|
Translated by W. Moore and H. A. Wilson
70 Pages
Page 34
15. The cause, indeed, of this device, only those can know who were eye-witnesses of the truth and ministers of the Word; but we, imagining the truth, as far as we can, by means of conjectures and similitudes, do not set forth that which occurs to our mind authoritatively, but will place it in the form of a theoretical speculation before our kindly hearers.
16. What is it then which we understand concerning these matters? In saying that "God created man" the text indicates, by the indefinite character of the term, all mankind; for was not Adam here named together with the creation, as the history tells us in what follows [1658] ? yet the name given to the man created is not the particular, but the general name: thus we are led by the employment of the general name of our nature to some such view as this--that in the Divine foreknowledge and power all humanity is included in the first creation; for it is fitting for God not to regard any of the things made by Him as indeterminate, but that each existing thing should have some limit and measure prescribed by the wisdom of its Maker.
17. Now just as any particular man is limited by his bodily dimensions, and the peculiar size which is conjoined with the superficies of his body is the measure of his separate existence, so I think that the entire plenitude of humanity was included by the God of all, by His power of foreknowledge, as it were in one body, and that this is what the text teaches us which says, "God created man, in the image of God created He him." For the image is not in part of our nature, nor is the grace in any one of the things found in that nature, but this power extends equally to all the race: and a sign of this is that mind is implanted alike in all: for all have the power of understanding and deliberating, and of all else whereby the Divine nature finds its image in that which was made according to it: the man that was manifested at the first creation of the world, and he that shall be after the consummation of all, are alike: they equally bear in themselves the Divine image [1659] .
18. For this reason the whole race was spoken of as one man, namely, that to God's power nothing is either past or future, but even that which we expect is comprehended, equally with what is at present existing, by the all-sustaining energy. Our whole nature, then, extending from the first to the last, is, so to say, one image of Him Who is; but the distinction of kind in male and female was added to His work last, as I suppose, for the reason which follows [1660] .

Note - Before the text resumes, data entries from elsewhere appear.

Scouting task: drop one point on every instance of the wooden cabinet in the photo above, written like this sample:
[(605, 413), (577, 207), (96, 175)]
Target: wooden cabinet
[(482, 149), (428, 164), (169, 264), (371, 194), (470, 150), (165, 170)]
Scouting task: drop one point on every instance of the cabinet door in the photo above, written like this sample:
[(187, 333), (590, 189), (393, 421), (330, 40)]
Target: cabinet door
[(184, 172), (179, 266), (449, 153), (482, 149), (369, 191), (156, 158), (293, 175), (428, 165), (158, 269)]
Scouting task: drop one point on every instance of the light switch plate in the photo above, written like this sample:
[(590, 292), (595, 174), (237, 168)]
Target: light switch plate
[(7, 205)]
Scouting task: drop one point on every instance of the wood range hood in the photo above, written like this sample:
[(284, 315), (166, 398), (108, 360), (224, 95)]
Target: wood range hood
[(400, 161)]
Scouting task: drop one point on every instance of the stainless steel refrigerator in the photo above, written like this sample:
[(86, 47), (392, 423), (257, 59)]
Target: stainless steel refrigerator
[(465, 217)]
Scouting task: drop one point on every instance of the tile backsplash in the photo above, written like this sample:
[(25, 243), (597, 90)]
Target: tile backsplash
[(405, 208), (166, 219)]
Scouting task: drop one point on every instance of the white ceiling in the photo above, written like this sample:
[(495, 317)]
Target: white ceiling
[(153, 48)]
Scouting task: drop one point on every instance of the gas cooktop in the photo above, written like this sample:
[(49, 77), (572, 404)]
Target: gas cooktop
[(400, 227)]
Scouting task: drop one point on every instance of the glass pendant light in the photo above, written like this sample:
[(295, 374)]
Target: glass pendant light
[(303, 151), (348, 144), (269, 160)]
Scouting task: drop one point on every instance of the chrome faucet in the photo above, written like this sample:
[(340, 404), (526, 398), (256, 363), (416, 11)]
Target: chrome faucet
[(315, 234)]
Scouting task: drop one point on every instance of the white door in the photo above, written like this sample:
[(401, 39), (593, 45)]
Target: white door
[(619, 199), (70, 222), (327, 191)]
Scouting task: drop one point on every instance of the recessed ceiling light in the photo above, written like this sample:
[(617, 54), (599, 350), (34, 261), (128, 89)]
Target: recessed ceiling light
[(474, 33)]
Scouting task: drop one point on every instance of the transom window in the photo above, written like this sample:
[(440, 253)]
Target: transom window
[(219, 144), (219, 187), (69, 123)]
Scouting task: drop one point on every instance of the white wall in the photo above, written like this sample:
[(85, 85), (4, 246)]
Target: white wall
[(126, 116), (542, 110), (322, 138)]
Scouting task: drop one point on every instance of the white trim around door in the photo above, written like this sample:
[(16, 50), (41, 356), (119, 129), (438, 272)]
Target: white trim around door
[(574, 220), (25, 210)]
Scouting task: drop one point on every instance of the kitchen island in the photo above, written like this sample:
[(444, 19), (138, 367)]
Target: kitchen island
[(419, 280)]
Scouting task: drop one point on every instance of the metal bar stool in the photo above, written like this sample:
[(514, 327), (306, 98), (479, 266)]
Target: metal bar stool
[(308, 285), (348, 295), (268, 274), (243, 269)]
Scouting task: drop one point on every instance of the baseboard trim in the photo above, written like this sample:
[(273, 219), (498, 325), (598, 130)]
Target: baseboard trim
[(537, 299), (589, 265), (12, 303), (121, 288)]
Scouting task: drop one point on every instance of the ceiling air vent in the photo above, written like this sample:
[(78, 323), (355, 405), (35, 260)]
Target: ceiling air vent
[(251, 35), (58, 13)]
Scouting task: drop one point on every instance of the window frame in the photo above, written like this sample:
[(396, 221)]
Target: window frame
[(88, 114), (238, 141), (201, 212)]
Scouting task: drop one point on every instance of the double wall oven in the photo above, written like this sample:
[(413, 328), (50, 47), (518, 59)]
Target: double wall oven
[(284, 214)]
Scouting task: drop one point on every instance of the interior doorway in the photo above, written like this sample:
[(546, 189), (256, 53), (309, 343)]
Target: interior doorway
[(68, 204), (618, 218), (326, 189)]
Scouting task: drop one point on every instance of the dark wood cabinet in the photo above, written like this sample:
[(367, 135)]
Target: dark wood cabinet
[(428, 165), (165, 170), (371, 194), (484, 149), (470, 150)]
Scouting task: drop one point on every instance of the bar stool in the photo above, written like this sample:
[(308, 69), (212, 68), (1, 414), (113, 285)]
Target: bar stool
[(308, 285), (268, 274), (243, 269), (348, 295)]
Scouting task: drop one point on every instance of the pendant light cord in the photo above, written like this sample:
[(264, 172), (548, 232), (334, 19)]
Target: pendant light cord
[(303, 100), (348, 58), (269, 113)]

[1658] The punctuation followed by Forbes here does not seem to give a good sense, and also places S. Gregory in the position of formally stating that one passage of Genesis contradicts another. By substituting an interrogation after he historia phesin, the sense given is this:--we know from a later statement in Genesis that the name Adam was given "in the day that they were created" (Gen. v. 2), but here the name given is general, not particular. There must be a reason for this, and the reason is, that the race of man, and not the individual, is that spoken of as "created in the image of God." With this view that all humanity is included in the first creation may be compared a passage near the end of the De Animâ, where the first man is compared to a full ear of corn, afterwards "divided into a multitude of bare grain."
[1659] With this passage, again, may be compared the teaching of the De Animâ on the subject of the Resurrection.
[1660] The explanation of the reason, however, is deferred; see xvii. 4.